Show that $$||f+g||\cdot||f-g|| \le ||f||^2+||g||^2$$
My question is, do i have to rewrite $||f+g||$ as $\sqrt{\langle f+g,f+g\rangle}$ and same for $||f-g||$? Or is the product written as $\langle f+g,f-g\rangle?$
I get a very long and undesired result :( any tips will be appreciated. Thank you.

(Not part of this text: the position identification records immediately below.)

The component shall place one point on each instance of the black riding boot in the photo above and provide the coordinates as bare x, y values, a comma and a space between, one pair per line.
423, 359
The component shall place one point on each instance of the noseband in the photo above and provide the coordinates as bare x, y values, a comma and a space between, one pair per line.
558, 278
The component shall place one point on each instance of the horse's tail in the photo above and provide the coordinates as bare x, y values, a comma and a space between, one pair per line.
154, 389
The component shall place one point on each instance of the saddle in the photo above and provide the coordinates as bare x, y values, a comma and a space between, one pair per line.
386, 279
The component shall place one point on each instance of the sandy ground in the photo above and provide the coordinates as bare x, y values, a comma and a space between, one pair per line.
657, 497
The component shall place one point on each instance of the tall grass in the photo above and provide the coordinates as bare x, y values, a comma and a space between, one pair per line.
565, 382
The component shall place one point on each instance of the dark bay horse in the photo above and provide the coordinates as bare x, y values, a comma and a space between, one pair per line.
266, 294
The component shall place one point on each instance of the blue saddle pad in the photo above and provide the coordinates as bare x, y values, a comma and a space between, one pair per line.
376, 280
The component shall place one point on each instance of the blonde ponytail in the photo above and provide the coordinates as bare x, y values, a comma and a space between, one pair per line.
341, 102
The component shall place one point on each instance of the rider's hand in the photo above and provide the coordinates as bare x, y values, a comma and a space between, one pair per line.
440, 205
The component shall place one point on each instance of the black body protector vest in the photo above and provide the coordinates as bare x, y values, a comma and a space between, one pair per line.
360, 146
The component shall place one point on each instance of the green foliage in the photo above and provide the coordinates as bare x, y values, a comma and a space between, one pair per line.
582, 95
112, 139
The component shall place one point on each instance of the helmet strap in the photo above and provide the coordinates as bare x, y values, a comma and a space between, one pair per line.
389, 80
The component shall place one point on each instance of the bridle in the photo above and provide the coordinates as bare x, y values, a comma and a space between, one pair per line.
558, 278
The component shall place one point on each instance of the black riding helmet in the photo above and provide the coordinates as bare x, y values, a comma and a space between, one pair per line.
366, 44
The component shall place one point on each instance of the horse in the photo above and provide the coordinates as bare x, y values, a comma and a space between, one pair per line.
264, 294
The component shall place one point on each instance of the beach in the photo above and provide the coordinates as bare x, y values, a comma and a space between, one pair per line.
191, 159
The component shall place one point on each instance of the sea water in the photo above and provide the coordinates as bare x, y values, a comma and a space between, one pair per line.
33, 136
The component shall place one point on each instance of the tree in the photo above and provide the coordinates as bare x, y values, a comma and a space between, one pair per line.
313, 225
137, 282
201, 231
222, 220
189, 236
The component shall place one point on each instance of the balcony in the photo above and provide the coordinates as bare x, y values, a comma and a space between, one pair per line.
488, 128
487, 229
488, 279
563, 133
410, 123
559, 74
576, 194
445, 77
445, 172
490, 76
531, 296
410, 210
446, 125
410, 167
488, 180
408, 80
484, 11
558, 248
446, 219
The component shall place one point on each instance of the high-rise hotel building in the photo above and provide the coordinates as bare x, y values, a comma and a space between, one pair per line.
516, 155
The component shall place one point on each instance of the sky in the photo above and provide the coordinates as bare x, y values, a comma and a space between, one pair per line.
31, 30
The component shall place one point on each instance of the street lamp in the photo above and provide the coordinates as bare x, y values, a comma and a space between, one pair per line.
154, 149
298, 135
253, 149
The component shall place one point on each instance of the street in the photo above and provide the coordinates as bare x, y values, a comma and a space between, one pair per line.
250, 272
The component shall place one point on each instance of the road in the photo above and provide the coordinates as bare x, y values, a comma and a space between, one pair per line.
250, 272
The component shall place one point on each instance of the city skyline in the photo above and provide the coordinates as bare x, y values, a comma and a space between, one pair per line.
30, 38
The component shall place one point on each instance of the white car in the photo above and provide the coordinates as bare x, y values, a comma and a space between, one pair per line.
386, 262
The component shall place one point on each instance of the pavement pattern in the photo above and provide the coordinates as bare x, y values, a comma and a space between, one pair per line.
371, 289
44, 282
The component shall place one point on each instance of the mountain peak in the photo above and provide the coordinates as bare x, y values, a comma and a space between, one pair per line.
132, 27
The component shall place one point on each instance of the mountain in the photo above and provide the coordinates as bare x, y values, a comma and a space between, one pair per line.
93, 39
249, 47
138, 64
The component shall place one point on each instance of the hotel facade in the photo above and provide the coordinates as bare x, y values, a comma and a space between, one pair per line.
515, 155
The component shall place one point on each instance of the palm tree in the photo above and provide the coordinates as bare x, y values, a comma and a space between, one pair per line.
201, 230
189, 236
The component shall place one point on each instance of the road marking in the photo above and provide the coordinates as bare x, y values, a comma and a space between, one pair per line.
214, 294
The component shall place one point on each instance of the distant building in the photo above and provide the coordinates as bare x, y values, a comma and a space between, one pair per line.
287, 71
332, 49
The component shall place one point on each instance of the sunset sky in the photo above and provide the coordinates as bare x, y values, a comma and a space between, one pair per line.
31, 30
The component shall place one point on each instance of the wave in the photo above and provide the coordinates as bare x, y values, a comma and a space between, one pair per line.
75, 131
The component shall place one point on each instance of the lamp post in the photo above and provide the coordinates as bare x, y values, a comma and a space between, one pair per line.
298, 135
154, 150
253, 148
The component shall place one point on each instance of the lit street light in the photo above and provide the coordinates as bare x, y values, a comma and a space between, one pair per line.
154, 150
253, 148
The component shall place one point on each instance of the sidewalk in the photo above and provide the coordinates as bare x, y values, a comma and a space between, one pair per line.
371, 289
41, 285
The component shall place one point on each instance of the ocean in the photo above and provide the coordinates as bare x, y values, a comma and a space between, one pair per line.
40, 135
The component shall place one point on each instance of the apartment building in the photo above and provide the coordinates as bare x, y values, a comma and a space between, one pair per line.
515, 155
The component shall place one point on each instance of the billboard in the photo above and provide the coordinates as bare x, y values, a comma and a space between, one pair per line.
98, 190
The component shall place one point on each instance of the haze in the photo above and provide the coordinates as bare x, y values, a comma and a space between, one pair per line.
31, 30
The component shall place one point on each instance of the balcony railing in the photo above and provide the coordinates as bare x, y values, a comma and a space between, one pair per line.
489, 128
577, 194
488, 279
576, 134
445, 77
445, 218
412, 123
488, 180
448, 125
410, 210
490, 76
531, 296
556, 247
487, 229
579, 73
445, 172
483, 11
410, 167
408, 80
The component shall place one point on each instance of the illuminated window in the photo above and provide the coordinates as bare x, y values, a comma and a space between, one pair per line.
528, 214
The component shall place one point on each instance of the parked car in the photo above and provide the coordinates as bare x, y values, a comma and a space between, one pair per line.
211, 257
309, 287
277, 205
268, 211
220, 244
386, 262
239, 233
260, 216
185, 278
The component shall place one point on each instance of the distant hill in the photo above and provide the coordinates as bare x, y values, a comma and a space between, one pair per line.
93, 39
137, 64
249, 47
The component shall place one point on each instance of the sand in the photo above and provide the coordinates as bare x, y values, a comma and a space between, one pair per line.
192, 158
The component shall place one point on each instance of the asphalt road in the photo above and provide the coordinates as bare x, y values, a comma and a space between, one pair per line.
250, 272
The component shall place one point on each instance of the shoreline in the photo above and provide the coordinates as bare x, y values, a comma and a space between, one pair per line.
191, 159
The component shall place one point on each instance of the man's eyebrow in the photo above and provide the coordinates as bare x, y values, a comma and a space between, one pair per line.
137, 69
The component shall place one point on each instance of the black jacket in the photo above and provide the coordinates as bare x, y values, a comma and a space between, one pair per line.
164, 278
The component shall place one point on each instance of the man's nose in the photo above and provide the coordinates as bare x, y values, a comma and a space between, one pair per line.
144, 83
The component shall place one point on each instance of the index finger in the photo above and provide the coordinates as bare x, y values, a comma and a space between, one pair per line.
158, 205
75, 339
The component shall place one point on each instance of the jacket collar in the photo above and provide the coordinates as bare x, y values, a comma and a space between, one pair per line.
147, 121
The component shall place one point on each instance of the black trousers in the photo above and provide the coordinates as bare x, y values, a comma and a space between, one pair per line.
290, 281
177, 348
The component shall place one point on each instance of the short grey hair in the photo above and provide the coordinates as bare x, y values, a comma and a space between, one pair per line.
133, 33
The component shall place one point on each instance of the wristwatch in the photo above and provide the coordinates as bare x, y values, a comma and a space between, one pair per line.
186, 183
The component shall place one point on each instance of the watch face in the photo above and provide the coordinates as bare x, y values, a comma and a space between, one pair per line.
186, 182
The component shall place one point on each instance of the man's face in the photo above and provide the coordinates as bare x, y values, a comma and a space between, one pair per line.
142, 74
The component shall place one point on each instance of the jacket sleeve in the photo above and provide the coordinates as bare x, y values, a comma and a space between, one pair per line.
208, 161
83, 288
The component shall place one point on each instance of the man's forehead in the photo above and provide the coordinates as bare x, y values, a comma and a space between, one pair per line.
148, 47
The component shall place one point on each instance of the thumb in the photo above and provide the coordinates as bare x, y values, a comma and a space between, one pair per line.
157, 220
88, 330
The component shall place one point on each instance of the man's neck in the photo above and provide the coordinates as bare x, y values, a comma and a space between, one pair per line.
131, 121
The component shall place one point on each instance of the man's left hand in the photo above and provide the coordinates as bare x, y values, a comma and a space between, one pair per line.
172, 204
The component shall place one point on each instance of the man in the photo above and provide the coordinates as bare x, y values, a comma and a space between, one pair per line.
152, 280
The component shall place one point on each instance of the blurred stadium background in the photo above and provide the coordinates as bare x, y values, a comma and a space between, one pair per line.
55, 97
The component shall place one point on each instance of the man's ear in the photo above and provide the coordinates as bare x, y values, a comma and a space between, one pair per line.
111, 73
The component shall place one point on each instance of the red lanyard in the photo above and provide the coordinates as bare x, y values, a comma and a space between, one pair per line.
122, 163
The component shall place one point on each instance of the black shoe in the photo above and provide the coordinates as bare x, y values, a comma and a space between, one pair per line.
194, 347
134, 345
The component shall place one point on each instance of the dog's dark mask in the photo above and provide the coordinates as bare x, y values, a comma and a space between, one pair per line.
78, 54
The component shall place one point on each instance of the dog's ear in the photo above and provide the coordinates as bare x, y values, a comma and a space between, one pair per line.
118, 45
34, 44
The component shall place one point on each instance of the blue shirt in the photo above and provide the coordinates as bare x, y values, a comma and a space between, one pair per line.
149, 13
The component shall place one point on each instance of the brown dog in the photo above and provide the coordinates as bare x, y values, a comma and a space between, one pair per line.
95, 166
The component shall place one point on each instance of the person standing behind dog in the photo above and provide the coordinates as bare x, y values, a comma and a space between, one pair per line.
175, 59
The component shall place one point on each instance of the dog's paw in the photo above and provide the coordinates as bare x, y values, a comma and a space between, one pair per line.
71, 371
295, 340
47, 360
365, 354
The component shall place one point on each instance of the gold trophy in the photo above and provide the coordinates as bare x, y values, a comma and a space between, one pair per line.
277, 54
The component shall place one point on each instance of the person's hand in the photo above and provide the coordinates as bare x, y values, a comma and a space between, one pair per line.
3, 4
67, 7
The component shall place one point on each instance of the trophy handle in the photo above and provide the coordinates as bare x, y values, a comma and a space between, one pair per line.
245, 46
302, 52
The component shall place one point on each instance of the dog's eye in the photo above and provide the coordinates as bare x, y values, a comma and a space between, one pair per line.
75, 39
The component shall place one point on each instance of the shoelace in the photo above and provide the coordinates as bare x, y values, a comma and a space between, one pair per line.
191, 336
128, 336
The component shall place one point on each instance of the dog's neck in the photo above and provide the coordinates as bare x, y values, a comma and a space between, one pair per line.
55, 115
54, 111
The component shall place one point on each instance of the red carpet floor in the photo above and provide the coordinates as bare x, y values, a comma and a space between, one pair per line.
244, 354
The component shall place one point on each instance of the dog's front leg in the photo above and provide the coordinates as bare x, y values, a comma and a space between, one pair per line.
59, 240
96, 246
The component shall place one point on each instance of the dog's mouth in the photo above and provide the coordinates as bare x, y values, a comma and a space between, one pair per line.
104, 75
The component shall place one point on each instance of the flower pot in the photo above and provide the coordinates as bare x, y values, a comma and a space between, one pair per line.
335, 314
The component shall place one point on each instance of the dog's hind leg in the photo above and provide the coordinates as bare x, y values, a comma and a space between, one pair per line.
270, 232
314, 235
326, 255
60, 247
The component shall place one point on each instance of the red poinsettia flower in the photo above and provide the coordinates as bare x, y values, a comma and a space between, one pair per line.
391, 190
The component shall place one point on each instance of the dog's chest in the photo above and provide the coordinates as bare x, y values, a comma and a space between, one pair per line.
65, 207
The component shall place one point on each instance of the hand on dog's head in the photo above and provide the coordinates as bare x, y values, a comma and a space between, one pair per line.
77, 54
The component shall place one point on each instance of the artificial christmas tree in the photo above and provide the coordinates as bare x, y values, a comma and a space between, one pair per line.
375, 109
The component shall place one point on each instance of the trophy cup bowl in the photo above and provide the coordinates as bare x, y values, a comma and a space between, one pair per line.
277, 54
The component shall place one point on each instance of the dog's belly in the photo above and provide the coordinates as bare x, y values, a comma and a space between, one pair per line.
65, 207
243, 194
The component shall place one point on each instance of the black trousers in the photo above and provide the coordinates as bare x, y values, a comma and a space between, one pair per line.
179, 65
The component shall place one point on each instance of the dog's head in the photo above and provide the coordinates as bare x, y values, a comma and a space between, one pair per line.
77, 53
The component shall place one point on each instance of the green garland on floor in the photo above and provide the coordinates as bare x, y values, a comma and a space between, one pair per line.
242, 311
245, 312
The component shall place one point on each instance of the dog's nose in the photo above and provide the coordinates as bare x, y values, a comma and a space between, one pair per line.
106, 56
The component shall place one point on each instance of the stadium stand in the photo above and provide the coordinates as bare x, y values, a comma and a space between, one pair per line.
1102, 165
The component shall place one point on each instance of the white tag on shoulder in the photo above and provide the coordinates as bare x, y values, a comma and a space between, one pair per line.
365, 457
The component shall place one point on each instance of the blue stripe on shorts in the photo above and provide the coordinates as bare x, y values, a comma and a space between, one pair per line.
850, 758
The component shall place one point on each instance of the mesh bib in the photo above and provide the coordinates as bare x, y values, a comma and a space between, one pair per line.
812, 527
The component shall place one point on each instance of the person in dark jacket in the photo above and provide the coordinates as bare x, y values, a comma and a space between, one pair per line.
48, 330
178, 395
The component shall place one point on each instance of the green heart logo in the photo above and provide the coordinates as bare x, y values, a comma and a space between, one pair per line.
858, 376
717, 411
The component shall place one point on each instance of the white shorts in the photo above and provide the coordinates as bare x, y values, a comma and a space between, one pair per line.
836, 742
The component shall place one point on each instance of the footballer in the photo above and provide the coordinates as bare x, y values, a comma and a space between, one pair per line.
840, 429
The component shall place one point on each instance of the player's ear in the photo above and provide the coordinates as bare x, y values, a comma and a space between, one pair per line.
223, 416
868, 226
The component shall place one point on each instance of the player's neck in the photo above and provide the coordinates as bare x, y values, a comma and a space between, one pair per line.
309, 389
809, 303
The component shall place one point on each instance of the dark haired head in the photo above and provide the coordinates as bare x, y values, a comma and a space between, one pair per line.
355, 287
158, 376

\begin{align} I &= \left \| f + g\right \| \cdot \left \| f-g\right \| = \sqrt{\left \langle f + g, f+g\right \rangle} \cdot \sqrt{\left \langle f - g, f-g\right \rangle} = \\ &= \sqrt{\left \| f\right \|^2 + \left( \left \langle f,g\right \rangle + \left \langle g,f\right \rangle \right )+ \left \| g\right \|^2} \cdot \sqrt{\left \| f\right \|^2 - \left( \left \langle f,g\right \rangle + \left \langle g,f\right \rangle \right ) + \left \| g\right \|^2} \end{align} Assume $\left \langle f,g\right \rangle = a + bi$, then $\left \langle g,f\right \rangle = \overline{\left \langle f,g\right \rangle} = a - bi$, so $\left \langle f,g\right \rangle + \left \langle g,f\right \rangle = 2a$ \begin{align} I &= \sqrt{\left( \left \| f\right \|^2+\left \| g\right \|^2\right )^2 - 4 a^2} \le \sqrt{\left( \left \| f\right \|^2+\left \| g\right \|^2\right )^2} = \left \| f\right \|^2+\left \| g\right \|^2 \end{align}
PS
In case of real Hilbert space $b = 0$, and everything else still holds.